Phase separation and immune response. a LLPS is involved in innate immune responses. Cyclic GMP–AMP synthase (cGAS)- cytosolic DNA (such as viral DNA) condensates are formed by the multivalent interactions between cGAS and DNA via LLPS. The cGAS-DNA condensates may function as a reaction crucible, which can concentrate the reactants (ATPs and GTPs) and enzymes (activated cGAS) to efficiently produce cyclic GMP–AMP (cGAMP), which initiates anti-viral immune responses via the TBK1/IKK signaling pathway. Similarly, RLRs, such as RIG-I and MDA5, can also sense the viral nucleic acids (DNA or RNA), thereby initiating anti-viral immune responses via the TBK1/IKK signaling pathway. However, whether RLRs can phase-separate with nucleic acids to promote anti-viral immune responses is still not clear. Ras-GTPase-activating protein SH3 domain-binding protein 1 (G3BP1) is a positive regulator of innate immune responses (including RIG-I-mediated cellular anti-viral pathway and cGAS-STING pathway) and a stress granule core protein. SARS-CoV-2 N protein forms condensates that incorporate RNA and G3BP1, which suppress the interaction between G3BP1 and cGAS or RIG-I, thereby inhibiting the anti-viral immune responses of the host cells. b LLPS mediates T-cell receptor (TCR) signal transduction. After being phosphorylated by Lck, a kinase of the Src family, the cytoplasmic domains of TCR will recruit and activate the tyrosine kinase ZAP70. Thereafter, the multiple tyrosine residues of LAT, a transmembrane protein, are phosphorylated by activated ZAP70. These phosphorylated tyrosine residues recruit the SH2 and SH3 domain-containing protein GRB2, Gads, and Sos1, thereby activating T cells through several downstream signaling pathways, such as the MAPK pathway. These molecules can form condensates to exclude CD45, which can dephosphorylate the phosphorylated cytoplasmic domains of the TCRs to inhibit T-cell activation

Beyond innate immune responses, LLPS also mediates the signal transduction of adaptive immune responses (Fig. 6b). T-cell receptor (TCR) signal transduction is vital for T-cell activation.101,102 After being phosphorylated by Lck, a kinase of the Src family, the cytoplasmic domains of TCR will recruit and activate the tyrosine kinase ZAP70.103 Multiple tyrosine residues of LAT, a transmembrane protein, are phosphorylated by the activated ZAP70. These phosphorylated tyrosine residues recruit the SH2 and SH3 domain-containing proteins GRB2, Gads, and Sos1, thereby activating T cells through several downstream signaling pathways, such as the MAPK pathway.101,104 Interestingly, a transmembrane phosphatase, CD45, can dephosphorylate the phosphorylated cytoplasmic domains of the TCR to inhibit T-cell activation.105 The underlying mechanisms of the regulation of the balance of opposing functions between CD45 and Lck are unclear. Recent advances in LLPS show that the T-cell receptor (TCR) signaling cluster can phase-separate into a condensate, which is driven by the multivalent binding of SH3 and SH2 domains to their cognate motifs.14 Moreover, the TCR signal transduction inhibitor, CD45, is excluded from the condensates to ensure T-cell activation.

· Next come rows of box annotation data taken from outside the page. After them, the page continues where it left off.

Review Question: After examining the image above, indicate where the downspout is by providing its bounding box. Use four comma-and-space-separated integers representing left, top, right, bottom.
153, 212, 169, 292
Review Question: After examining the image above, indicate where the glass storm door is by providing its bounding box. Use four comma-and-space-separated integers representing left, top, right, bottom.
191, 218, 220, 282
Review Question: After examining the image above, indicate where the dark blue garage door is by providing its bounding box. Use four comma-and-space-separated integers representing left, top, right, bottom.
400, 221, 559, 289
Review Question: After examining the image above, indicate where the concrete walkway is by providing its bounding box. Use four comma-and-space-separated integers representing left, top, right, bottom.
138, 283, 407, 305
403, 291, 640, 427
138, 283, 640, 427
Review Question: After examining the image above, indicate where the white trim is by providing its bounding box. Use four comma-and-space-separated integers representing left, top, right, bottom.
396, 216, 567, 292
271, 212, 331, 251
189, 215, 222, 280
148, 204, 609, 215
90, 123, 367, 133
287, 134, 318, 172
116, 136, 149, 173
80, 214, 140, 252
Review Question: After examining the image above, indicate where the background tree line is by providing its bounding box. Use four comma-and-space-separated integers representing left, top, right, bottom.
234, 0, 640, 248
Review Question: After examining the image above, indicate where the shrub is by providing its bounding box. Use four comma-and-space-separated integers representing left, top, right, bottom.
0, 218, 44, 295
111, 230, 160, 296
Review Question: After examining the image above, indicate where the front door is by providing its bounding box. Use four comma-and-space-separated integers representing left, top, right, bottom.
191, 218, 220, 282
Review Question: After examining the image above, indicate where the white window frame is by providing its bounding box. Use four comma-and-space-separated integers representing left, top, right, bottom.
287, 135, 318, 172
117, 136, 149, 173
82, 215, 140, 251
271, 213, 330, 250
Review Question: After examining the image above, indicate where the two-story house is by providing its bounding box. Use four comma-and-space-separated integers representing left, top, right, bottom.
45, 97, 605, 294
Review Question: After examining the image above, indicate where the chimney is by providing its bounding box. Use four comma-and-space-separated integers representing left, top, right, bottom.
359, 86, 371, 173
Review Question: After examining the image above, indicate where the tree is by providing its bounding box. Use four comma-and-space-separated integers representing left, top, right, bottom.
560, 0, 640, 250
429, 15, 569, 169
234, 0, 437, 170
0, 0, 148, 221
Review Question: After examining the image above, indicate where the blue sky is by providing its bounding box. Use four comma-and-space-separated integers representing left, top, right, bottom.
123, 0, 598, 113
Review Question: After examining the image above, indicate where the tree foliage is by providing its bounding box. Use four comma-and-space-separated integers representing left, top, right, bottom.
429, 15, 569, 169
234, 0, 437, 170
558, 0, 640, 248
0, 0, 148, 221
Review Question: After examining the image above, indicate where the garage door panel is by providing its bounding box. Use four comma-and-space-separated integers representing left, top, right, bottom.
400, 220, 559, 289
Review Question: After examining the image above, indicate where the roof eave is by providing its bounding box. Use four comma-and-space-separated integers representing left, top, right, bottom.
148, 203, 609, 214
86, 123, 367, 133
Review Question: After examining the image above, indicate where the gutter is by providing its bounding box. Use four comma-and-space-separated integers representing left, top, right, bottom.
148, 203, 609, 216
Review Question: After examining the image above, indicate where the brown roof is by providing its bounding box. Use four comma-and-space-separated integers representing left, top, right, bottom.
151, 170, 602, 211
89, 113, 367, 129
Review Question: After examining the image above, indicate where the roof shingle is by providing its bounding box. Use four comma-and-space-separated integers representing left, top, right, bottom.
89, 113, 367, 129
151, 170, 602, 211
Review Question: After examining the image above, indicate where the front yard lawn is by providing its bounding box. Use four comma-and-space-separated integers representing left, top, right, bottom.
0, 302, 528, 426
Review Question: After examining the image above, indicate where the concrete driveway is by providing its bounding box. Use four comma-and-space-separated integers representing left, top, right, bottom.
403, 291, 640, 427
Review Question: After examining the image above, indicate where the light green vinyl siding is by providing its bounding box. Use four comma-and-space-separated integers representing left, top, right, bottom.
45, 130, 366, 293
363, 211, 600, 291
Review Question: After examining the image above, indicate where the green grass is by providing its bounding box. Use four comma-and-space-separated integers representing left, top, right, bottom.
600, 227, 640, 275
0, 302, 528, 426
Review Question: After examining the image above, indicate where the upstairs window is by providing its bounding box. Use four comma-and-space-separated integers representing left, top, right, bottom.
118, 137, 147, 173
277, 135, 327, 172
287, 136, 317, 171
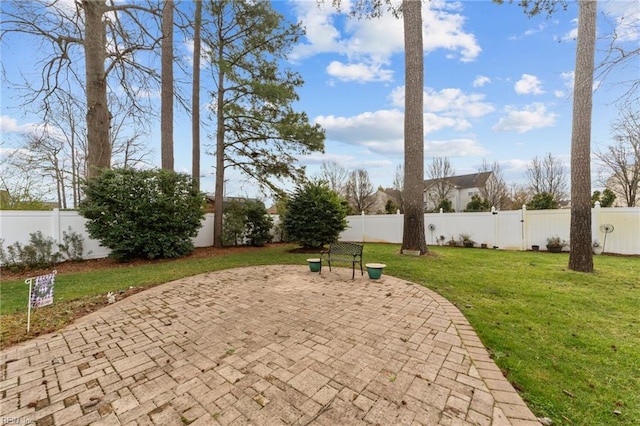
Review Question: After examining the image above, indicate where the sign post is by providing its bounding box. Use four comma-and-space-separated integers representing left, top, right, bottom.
24, 270, 58, 333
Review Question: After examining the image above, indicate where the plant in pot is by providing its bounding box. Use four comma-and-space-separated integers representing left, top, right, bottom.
460, 234, 475, 247
547, 235, 567, 253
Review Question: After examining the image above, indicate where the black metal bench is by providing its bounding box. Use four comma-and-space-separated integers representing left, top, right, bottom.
320, 242, 364, 279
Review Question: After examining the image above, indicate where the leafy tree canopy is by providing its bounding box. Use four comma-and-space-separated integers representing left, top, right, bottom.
79, 169, 204, 260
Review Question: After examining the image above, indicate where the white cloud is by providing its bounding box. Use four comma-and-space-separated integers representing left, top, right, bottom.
492, 103, 557, 133
290, 0, 482, 75
509, 23, 547, 40
0, 115, 42, 134
599, 0, 640, 43
424, 139, 489, 157
315, 109, 484, 156
315, 109, 404, 145
473, 75, 491, 87
514, 74, 544, 95
327, 61, 393, 83
390, 86, 495, 118
422, 2, 482, 62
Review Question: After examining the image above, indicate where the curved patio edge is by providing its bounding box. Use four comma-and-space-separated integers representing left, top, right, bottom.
0, 265, 540, 426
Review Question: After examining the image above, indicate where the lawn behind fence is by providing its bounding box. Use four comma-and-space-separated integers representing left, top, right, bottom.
0, 244, 640, 425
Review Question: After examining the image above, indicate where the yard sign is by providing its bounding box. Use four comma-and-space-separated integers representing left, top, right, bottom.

Overall, LLPS not only provides a useful new framework to understand the complex immune response but also presents exciting new avenues for therapeutic interventions by modulating the formation of these immune response condensates.

Phase separation and neuronal synaptic signaling

Synapses are the sites where two neurons physically connect and communicate with each other, and they are the most basic unit of the brain network.106 Each synapse is formed by thousands of proteins and can change its composition and signal processing

capacities in response to various stimuli. Thus, synapses are dynamic micro-computational devices. Recent studies revealed that the LLPS mediates the formation of pre- and postsynaptic density signaling assemblies.107

Zeng et al.16,17 provided the first hint suggesting that postsynaptic density (PSD) may be formed by the the interaction between PSD-95 and SynGAP via phase separation. SynGAP and PSD-95 are two very abundant proteins existing at a near stoichiometric ratio in PSD.108 PSD-95 and its two homologous, PSD-93 and SAP102, are central scaffolding proteins in PSD, orchestrating multiple signaling cascades, as well as shaping the basic architecture of PSD.109,110,111 SynGAP, which catalyzes the conversion of small G proteins such as Ras and RAP from their GTP-bound forms to the GDP-bound forms, serves as an inhibitory factor for synaptic activities.112 SynGAP forms a parallel coiled-coil trimer capable of binding to multiple copies of PSD-95. This multivalent SynGAP/PSD-95 interaction leads to the formation of LLPS, both in vitro and in living cells. Importantly, the formation of SynGAP/PSD-95 condensates is vital for SynGAP stabilization in PSD and for preventing neurons from hyper-excitation.16 Moreover, by using reconstituted PSD system, they showed that transmembrane AMPAR regulatory proteins (TARPs), which are a family of auxiliary subunits of AMPARs critical for the trafficking and transmission of the ion channel in synapses, are clustered in the PSD condensates via phase separation.113 Importantly, charge neutralization mutations in TARP C-terminal tail Arg-rich motif weakened TARP’s condensation with PSD-95 and impaired TARP-mediated AMPAR synaptic transmission in mice hippocampal neurons.113 Therefore, LLPS-mediated PSD assembly formation and regulation are linked with the physiological functions of synapses.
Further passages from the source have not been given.